Инвалид ехал жениться — не на определенной женщине, а отправлялся в «свободный поиск»: в какую-то только что освобожденную деревню, где «мужики теперь, прасло, нарасхват, не важно есть ли руки-ноги, главное, прасло, чтоб другое осталось».
Пошел мужской разговор. И прасло, мне пришлось сделать вид, что я сплю.
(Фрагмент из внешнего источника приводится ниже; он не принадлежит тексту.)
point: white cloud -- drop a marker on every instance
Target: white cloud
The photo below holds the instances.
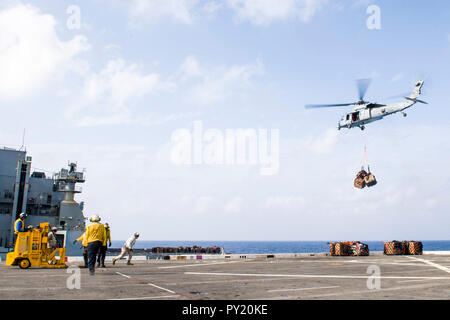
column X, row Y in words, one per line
column 397, row 77
column 263, row 12
column 107, row 96
column 31, row 54
column 154, row 11
column 285, row 202
column 211, row 7
column 323, row 144
column 234, row 205
column 208, row 85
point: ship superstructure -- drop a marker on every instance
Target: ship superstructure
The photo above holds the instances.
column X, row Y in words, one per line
column 44, row 198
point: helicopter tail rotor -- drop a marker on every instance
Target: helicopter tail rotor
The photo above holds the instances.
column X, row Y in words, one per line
column 362, row 85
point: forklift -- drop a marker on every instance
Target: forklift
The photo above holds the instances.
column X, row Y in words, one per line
column 31, row 250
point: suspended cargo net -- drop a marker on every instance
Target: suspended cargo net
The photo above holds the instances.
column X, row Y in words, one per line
column 364, row 178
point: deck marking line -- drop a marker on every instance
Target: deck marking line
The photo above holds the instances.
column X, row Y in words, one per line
column 298, row 289
column 161, row 288
column 309, row 276
column 431, row 264
column 154, row 285
column 143, row 298
column 197, row 264
column 123, row 275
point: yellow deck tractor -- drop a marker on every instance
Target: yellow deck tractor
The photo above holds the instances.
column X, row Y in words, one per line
column 31, row 250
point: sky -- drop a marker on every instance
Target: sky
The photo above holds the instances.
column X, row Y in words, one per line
column 128, row 88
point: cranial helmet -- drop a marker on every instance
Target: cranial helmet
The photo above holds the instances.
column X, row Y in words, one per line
column 95, row 218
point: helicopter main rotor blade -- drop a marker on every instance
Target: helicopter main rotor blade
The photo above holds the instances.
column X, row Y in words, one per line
column 363, row 85
column 416, row 100
column 312, row 106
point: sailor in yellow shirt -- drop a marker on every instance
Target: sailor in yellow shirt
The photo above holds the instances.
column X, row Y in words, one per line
column 80, row 239
column 104, row 248
column 94, row 239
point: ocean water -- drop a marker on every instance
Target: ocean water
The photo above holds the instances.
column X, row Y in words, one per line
column 248, row 247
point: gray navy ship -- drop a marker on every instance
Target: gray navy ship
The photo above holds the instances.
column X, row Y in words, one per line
column 44, row 199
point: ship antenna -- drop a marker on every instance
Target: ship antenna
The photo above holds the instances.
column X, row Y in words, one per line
column 23, row 139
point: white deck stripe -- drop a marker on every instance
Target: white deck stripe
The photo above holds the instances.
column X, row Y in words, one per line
column 145, row 298
column 431, row 264
column 123, row 275
column 309, row 276
column 148, row 283
column 161, row 288
column 301, row 289
column 197, row 265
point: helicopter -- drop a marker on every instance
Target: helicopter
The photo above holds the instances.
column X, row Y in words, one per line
column 366, row 112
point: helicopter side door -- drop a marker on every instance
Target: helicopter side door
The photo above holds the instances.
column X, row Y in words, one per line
column 364, row 114
column 354, row 116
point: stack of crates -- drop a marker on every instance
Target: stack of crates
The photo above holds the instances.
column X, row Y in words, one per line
column 403, row 248
column 349, row 248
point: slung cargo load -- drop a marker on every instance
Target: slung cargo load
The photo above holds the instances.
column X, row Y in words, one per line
column 364, row 178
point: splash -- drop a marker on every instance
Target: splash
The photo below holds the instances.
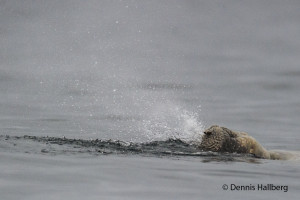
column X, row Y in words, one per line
column 171, row 121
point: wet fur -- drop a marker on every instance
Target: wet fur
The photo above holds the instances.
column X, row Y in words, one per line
column 221, row 139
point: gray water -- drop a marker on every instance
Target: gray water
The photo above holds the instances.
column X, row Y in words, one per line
column 144, row 71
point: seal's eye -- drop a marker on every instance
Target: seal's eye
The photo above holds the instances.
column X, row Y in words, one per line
column 207, row 132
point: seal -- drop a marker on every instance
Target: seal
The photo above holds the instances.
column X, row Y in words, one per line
column 221, row 139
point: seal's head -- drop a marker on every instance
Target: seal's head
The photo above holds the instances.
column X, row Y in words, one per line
column 215, row 138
Ведь если кто-нибудь догадается, что я не пацан, со стыда хоть на ходу с поезда, прасло, прыгай…
Закрыв глаза, я и в самом деле задремала. И тут инвалид тронул меня за плечо:
— Пацан, а пацан!
— Ну, чего вам?
— Давай, пацан, махнемся. Ты мне сапоги, я тебе — ботинки да сальца кусман. Больно ты, прасло, заморенный!
— Может, и обмотки в придачу? — усмехнулась я. Но ирония моя не попала в цель.
— О чем разговор, пацан! — обрадовался инвалид и начал разматывать обмотку.
— Чего к девке пристал, недоумок? — оборвала его проходящая мимо проводница.
— К какой девке? — вытаращился на нее оборотистый инвалид.
К счастью, состав подходил к большой станции. Народ задвигался — многие здесь сходили, и я быстро шмыгнула в другой вагон.
В Москве, выйдя из метро, увидела у ларька толпу возбужденных женщин. Я заинтересовалась, что дают? Ответ меня ошеломил — журнал мод…
Чувство было такое, словно я попала на другую планету, в другое измерение…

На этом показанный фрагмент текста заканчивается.